For any fixed $i$, compare $D$ with $F_i$ at input $i$:

$$D(i)=F_i(i)+1$$

The output of $D$ is exactly one larger than the output of $F_i$ at that input. Therefore, $D(i)\ne F_i(i)$. Since equal functions must agree on every input, $D\ne F_i$. This holds for every $i$, so $D$ is not primitive-recursive.

Not all total computable functions are primitive-recursive

Not all computable total functions are primitive-recursive.

Ackermann function

The Ackermann function is computable and total, but not primitive-recursive.

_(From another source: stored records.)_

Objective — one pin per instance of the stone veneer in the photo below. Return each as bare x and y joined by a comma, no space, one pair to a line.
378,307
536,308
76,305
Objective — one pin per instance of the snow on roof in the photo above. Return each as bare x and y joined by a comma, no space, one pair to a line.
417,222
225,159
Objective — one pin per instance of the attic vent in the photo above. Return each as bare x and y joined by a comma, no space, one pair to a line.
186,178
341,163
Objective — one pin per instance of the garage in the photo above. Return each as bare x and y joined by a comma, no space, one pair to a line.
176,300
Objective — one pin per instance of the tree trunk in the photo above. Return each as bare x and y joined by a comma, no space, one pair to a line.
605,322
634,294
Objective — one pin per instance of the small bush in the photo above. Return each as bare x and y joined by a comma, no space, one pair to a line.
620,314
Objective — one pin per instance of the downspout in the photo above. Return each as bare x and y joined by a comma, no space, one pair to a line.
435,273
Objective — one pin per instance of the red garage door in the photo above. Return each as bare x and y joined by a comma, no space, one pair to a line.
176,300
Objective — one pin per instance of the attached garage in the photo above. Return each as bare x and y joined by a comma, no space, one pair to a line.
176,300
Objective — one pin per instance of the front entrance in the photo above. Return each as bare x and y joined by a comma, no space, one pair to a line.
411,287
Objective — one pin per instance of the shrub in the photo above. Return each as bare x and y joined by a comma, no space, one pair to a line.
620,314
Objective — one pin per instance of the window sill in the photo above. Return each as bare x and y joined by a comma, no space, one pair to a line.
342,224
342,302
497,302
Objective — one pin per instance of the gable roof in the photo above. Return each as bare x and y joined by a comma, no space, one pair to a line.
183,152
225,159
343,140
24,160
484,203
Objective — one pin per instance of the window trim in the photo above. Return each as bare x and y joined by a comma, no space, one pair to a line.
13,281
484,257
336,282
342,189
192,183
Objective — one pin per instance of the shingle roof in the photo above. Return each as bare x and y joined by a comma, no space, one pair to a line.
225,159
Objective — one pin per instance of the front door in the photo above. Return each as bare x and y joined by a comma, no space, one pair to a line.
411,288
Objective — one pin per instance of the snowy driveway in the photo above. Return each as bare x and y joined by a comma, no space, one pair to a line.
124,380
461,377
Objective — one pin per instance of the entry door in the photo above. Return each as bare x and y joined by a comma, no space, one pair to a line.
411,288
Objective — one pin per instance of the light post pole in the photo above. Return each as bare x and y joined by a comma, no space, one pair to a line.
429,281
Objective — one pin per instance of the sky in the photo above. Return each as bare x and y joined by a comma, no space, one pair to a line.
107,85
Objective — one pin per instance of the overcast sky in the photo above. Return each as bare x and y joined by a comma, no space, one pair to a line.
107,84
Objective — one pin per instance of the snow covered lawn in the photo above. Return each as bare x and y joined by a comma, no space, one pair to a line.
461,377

Guaranteed termination forces incompleteness

There is no programming language in which every program terminates and in which every total computable function is expressible.

Examples

Examples: Using Base Functions

Example

$$\begin{array}{rl}S\circ P_2^2& \equiv x_1,x_2\mapsto S(P_2^2(x_1,x_2))\\ & \equiv x_1,x_2\mapsto S(x_2)\\ & \equiv x_1,x_2\mapsto x_2+1\end{array}$$

Example

$$\begin{array}{rl}S\circ S\circ S& \equiv x_1\mapsto S(S(S(x_1)))\\ & \equiv x_1\mapsto S(S(x_1+1))\\ & \equiv x_1\mapsto S(x_1+2)\\ & \equiv x_1\mapsto x_1+3\end{array}$$

Example

$$\begin{array}{rl}{P}_2^2\circ (C_1^1,S)& \equiv x_1\mapsto P_2^2(C_1^1(x_1),S(x_1))\\ & \equiv x_1\mapsto P_2^2(1,x_1+1)\\ & \equiv x_1\mapsto x_1+1\end{array}$$

Example

$$\begin{array}{rl}{C}_0^1\circ S& \equiv x_1\mapsto C_0^1(S(x_1))\\ & \equiv x_1\mapsto C_0^1(x_1+1)\\ & \equiv x_1\mapsto 0\end{array}$$

Example

$$\begin{array}{rl}S\circ S\circ C_0^0& \equiv \mapsto S(S(C_0^0))\\ & \equiv \mapsto S(S(0))\\ & \equiv \mapsto S(1)\\ & \equiv \mapsto 2\end{array}$$

Example

$$\begin{array}{rl}S\circ C_0^1& \equiv x_1\mapsto S(C_0^1(x_1))\\ & \equiv x_1\mapsto S(0)\\ & \equiv x_1\mapsto 1\end{array}$$

$E(m,n)=(n+6{)}^{2m+1}$

We want to find an equivalent $\mathbf{Pr}$-expression for:

$$E(m,n)=(n+6{)}^{2m+1}$$

First, we want to represent $E(m,n)$ recursively:

$$\begin{array}{rl}E(0,n)& =n+6\\ E(1,n)& =(n+6{)}^3\\ E(2,n)& =(n+6{)}^5\\ ⋮& \\ E(m+1,n)& =E(m,n)\cdot (n+6{)}^2\end{array}$$

Now, it’s easier to write $E(m,n)$ as $\mathbf{Pr}$-expresion:

$$E=\mathbf{Pr}(\underset{n+6}{\underbrace{P_1^1}},\underset{E(m,n)\cdot (n+6{)}^2}{\underbrace{\text{Mult}\circ (\underset{E(m,n)}{\underbrace{P_2^3}},\underset{(n+6{)}^2}{\underbrace{\text{Mult}\circ (\underset{n+6}{\underbrace{P_3^3}},\underset{n+6}{\underbrace{P_3^3}})}})}})\circ (\underset{m}{\underbrace{P_1^2}},\underset{n+6}{\underbrace{\text{Add}\circ (P_2^2,C_6^2)}})$$

The above immediately increments $n\mapsto n+6$, as the $E(m,n)$ never uses $n$ alone and uses $n+6$ multiple times in the recursive definition.